What I didn't expect was to come out on the other side of it, and it wasn't like I needed to think about changing my attitude to support my new circumstances.  Instead, in a few areas, I just didn't care.  Weirdly, DD and FLR being at the top of the list.  For example, one of those ruts I've been in has been spending too much time on DD and FLR-related blogs and Tumblrs.  All of a sudden, I just didn't care.  It was like when I see golf on TV.  I never, ever watch it because I just have zero interest in it.  That's what it felt like looking at things like Tumblrs with FLR and spanking-related captions.  Just didn't do anything for me.  And, that is very much where I was last week when it came to writing this blog.  I had a sequence of posts planned in my head, so it wasn't writer's block or lacking for a topic.  I just wasn't interested enough in the topic to sit down and write about it for an hour.  It was like an alcoholic waking up and one day and having no interest in having a drink. 

This was not, by the way, like what our KD Pierre was going through last year, when he said he was going through a major life stressor that left him resistant to being punished.  If anything, this is kind of the opposite.  I have been feeling less stress for the last couple of weeks than is normally the case.  Which could be part of the explanation.  I've always known that part of the attraction to DD was giving up some control in the midst of an otherwise controlling existence.  But, the interest level dropped so suddenly, like someone flipping a light switch.  And, even as work stress has resumed, the interest in DD and FLR really hasn't.  Now, one area in which it was a little like what KD described is I suddenly was in no mood to be bossed around.  Part of the event in question involved being told a lot of things I had to do or couldn't do, and I was in no mood for more of that on the home front.  Which makes any kind of FLR dynamic difficult, to say the least.

It is a little disconcerting, going through something that shows how little control we sometimes have over our own interests and attitudes.  I don't know why I am really surprised though, since I am one of the few in this group who had no interest at all in spanking, and then suddenly did after encountering one specific stimulus.  That is how this feels, but in reverse.  I do suspect that it's temporary, as there were some other things I lost interest in, and I can feel the taste for them coming back a little.  And, in any event, DD has had a positive impact on my relationship with my wife and on her personal growth, and I wouldn't want to lose that.  On the FLR front, however, I wonder if this will prove to be more of a permanent change.  I was already getting some signals from the universe that this whole learning to be more submissive thing just is not who I am.  I could see going back to something a lot more like Fred describes as his relationship, where DD is something that is used to deal with specific offenses, then life goes on as normal.  We'll see.

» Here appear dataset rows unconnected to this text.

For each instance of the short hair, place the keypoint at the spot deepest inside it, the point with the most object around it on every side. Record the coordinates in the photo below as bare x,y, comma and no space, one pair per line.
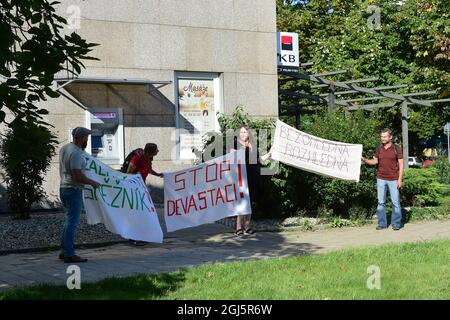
150,148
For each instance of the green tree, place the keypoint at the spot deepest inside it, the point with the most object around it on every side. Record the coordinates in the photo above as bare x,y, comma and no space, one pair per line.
412,46
26,152
33,49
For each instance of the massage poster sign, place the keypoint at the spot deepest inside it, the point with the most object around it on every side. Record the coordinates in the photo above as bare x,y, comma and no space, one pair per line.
197,113
122,203
207,192
313,154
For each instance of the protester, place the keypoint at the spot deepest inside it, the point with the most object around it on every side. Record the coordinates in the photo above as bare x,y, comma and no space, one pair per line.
389,161
142,163
72,164
252,162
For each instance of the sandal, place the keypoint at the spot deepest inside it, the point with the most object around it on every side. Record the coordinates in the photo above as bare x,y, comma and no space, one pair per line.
249,231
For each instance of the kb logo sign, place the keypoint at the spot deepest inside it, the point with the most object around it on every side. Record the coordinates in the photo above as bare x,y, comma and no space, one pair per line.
287,49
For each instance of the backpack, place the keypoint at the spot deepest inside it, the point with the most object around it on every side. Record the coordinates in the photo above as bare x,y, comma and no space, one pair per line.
395,151
138,151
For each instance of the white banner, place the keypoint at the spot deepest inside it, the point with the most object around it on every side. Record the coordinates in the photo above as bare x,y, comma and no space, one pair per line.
310,153
206,193
122,203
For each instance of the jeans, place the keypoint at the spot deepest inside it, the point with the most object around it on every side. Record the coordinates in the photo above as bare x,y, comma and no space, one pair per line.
72,200
382,186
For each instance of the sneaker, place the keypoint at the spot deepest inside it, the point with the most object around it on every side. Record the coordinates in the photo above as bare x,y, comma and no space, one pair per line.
138,243
74,259
249,231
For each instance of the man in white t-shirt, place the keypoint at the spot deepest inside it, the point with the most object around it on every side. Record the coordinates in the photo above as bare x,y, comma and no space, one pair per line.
72,164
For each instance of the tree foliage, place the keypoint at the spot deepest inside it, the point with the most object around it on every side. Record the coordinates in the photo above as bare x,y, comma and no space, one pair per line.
33,48
411,46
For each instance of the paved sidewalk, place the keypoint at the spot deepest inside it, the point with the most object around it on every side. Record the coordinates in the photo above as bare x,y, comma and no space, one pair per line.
206,244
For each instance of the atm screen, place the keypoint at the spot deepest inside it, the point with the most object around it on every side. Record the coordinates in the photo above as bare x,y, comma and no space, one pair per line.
96,142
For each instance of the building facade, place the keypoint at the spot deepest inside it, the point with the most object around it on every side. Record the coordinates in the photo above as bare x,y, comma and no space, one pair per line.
163,65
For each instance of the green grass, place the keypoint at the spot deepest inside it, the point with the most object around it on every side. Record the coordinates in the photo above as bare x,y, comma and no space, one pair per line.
408,271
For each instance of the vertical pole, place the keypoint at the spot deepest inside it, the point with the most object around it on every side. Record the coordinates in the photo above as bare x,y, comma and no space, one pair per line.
448,144
405,133
331,98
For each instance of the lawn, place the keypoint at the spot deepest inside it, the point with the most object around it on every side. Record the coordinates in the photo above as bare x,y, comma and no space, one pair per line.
408,271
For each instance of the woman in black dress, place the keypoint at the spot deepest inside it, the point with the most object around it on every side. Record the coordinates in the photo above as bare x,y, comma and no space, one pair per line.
252,164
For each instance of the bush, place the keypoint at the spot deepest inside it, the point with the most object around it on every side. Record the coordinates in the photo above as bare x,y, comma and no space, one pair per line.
421,188
26,152
442,167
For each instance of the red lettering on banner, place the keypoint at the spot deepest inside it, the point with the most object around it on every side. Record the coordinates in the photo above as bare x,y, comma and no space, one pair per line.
199,201
195,174
227,193
202,199
224,168
219,195
182,180
191,204
240,178
211,196
169,212
177,207
215,172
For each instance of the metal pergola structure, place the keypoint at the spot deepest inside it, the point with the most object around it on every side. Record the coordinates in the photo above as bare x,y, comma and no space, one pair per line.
305,98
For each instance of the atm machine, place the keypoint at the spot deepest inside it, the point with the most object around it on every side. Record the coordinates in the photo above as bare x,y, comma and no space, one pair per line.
106,140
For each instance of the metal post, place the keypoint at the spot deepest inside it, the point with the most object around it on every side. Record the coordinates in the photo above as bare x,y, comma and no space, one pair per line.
331,97
448,144
405,133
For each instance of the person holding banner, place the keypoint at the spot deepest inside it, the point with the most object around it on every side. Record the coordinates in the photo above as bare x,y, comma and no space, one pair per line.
142,163
252,163
72,165
389,161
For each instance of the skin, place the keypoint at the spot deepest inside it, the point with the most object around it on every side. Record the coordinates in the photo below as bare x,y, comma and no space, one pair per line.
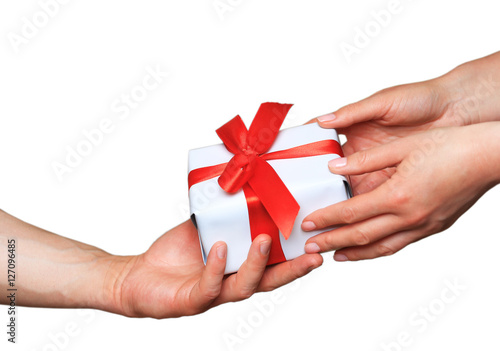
168,280
414,160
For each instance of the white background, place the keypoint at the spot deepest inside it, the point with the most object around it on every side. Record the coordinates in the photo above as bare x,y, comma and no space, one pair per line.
132,188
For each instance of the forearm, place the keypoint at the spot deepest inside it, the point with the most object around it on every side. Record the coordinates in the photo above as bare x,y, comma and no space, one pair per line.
472,91
53,271
488,154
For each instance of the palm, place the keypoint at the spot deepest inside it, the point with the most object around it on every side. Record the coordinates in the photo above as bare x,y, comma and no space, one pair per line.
397,113
161,281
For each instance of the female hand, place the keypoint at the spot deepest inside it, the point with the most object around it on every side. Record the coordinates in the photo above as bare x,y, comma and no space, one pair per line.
438,175
464,96
170,279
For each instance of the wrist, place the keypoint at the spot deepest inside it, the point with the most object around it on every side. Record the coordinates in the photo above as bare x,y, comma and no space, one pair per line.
112,272
488,154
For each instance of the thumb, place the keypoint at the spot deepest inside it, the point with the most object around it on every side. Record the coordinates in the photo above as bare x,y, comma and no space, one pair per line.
373,107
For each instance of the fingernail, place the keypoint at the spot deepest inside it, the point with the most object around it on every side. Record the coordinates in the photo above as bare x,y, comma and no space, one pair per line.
308,225
327,117
221,251
337,162
340,257
265,247
312,248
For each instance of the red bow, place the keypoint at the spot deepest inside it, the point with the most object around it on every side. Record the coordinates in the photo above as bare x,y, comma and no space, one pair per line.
247,166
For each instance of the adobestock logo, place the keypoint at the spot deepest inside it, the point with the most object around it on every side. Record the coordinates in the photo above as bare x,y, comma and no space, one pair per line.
363,35
426,315
245,327
122,106
32,25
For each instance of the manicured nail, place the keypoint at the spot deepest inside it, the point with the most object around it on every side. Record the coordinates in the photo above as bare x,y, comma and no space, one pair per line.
308,225
327,118
222,251
312,248
340,257
337,162
265,247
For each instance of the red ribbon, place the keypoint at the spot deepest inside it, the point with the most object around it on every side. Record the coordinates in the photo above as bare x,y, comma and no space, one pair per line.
271,206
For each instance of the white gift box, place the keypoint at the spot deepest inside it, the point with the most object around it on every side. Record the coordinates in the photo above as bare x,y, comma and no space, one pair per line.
220,216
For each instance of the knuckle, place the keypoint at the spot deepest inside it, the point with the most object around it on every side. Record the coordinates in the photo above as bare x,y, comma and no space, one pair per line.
419,218
246,292
212,293
360,238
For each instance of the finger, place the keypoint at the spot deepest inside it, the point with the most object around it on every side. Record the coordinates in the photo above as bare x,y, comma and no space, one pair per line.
373,107
286,272
358,234
384,247
367,182
244,283
373,159
354,210
209,286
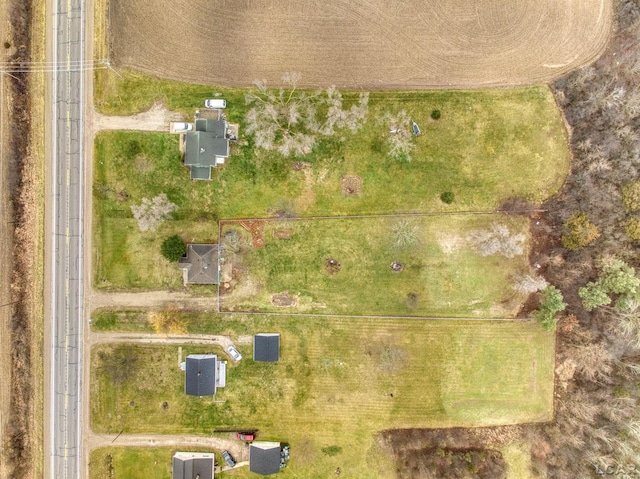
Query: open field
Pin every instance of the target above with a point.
(442, 275)
(358, 44)
(338, 375)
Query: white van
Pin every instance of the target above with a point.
(181, 126)
(212, 103)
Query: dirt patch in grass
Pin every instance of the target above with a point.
(282, 234)
(360, 44)
(351, 185)
(331, 265)
(283, 300)
(452, 452)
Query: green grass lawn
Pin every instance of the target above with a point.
(442, 276)
(488, 146)
(142, 463)
(339, 381)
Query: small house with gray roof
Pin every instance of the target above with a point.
(204, 373)
(266, 347)
(206, 147)
(193, 465)
(264, 457)
(200, 264)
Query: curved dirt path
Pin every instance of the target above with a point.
(238, 449)
(149, 300)
(151, 338)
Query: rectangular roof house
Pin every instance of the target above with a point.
(193, 465)
(264, 457)
(206, 147)
(200, 375)
(266, 347)
(200, 265)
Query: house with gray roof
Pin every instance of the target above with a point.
(204, 373)
(200, 264)
(266, 347)
(193, 465)
(206, 147)
(264, 457)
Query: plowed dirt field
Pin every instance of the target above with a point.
(373, 44)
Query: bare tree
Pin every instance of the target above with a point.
(400, 135)
(153, 211)
(290, 120)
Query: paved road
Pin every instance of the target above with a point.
(66, 257)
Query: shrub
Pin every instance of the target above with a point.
(632, 228)
(581, 232)
(404, 234)
(551, 303)
(447, 197)
(331, 450)
(173, 248)
(631, 196)
(527, 283)
(616, 277)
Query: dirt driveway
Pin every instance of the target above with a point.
(372, 44)
(157, 118)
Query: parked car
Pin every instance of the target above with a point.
(235, 354)
(231, 462)
(213, 103)
(182, 126)
(245, 436)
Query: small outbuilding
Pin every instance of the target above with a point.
(264, 457)
(266, 347)
(203, 374)
(201, 264)
(193, 465)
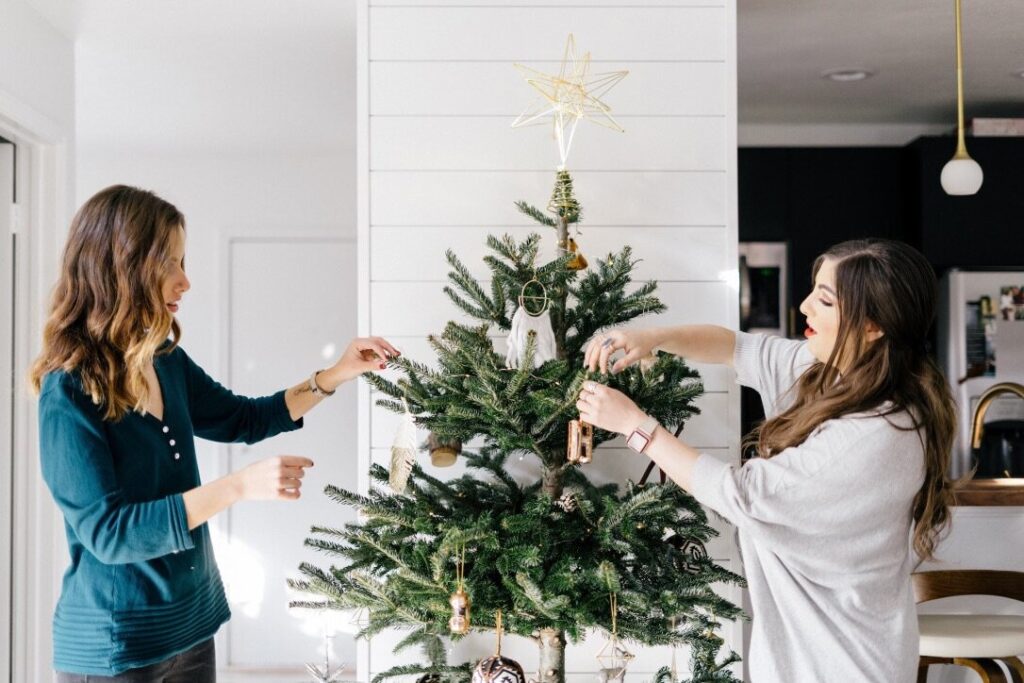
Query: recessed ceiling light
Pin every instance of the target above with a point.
(847, 75)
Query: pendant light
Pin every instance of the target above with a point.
(962, 175)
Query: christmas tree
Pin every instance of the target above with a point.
(547, 553)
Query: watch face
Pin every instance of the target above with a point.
(637, 441)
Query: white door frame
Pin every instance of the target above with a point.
(44, 203)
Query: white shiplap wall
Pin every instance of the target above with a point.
(439, 167)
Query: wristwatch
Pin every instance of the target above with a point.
(642, 435)
(315, 388)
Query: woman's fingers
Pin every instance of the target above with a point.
(294, 461)
(632, 355)
(599, 350)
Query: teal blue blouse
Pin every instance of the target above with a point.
(140, 587)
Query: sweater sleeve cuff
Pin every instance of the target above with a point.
(706, 481)
(282, 418)
(179, 523)
(745, 358)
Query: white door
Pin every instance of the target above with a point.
(292, 310)
(7, 385)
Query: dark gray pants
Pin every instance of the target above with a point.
(198, 665)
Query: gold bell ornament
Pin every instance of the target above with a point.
(459, 624)
(581, 442)
(442, 454)
(579, 261)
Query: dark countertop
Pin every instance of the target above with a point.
(991, 493)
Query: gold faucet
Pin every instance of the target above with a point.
(984, 401)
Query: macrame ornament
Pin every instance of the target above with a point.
(498, 669)
(531, 318)
(402, 453)
(459, 623)
(613, 657)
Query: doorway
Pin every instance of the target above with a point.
(8, 298)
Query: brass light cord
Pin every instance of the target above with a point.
(961, 144)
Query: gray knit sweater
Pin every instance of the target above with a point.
(824, 536)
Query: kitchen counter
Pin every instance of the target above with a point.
(991, 493)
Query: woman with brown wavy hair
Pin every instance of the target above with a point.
(120, 403)
(852, 478)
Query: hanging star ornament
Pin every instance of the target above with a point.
(570, 96)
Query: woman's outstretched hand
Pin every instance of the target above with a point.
(637, 344)
(608, 409)
(365, 354)
(278, 478)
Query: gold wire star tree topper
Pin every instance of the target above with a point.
(572, 95)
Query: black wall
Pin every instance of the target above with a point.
(816, 197)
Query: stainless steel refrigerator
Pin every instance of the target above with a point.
(980, 343)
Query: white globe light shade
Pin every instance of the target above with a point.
(962, 176)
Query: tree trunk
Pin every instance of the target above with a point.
(552, 668)
(558, 310)
(553, 480)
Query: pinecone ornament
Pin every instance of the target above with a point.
(499, 670)
(567, 503)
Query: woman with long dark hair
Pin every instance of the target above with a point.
(852, 475)
(120, 403)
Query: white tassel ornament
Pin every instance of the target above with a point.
(402, 453)
(526, 323)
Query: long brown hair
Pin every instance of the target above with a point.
(108, 316)
(893, 286)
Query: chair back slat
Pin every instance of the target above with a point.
(934, 585)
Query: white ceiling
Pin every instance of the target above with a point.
(300, 56)
(784, 45)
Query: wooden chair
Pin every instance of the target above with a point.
(975, 641)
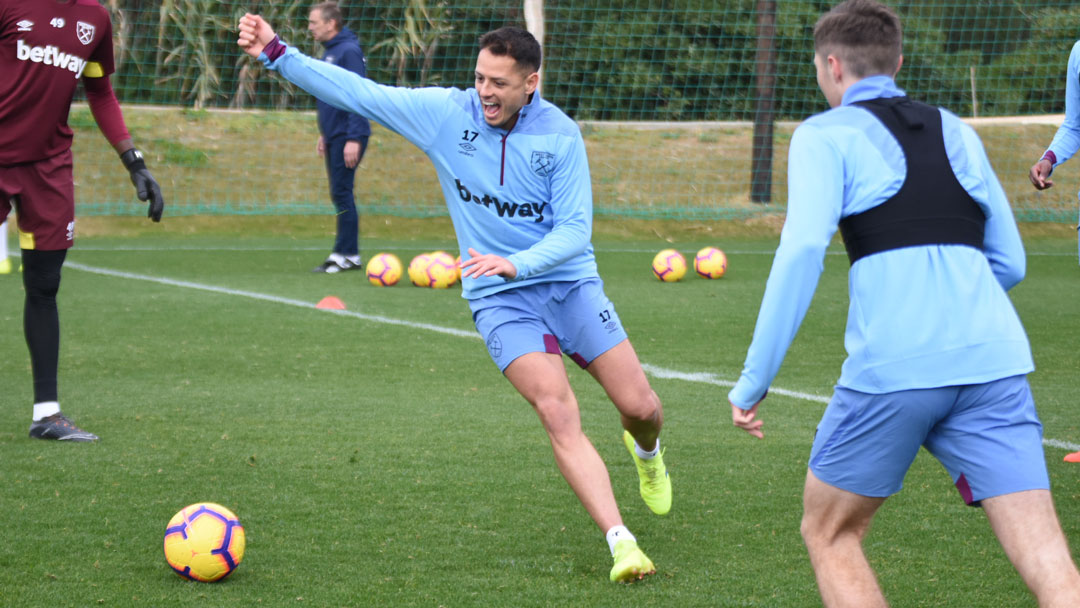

Has DD or FLR been like that for any of you?  Have there been periods where you just lost interest? Was there anything specific that caused the lack of interest or that caused it to come back?

 

Saturday, September 9, 2017

No Post Again

Sorry all, but no post again this week.  I'm still out dealing with a personal matter and haven't had time to write up a topic. 

Have a good weekend.

Friday, September 1, 2017

No Post This Weekend

Hi all.  Happy Friday!  Unfortunately, I have a personal matter I need to attend to this weekend and won't be able to post.  I also likely won't be able to keep up with comments but feel free to leave them.  Peter, I very much want to hear about the humbling with the neighbor!

I hope all of you have a great weekend, including hopefully a nice three-day one for those of you in the U.S.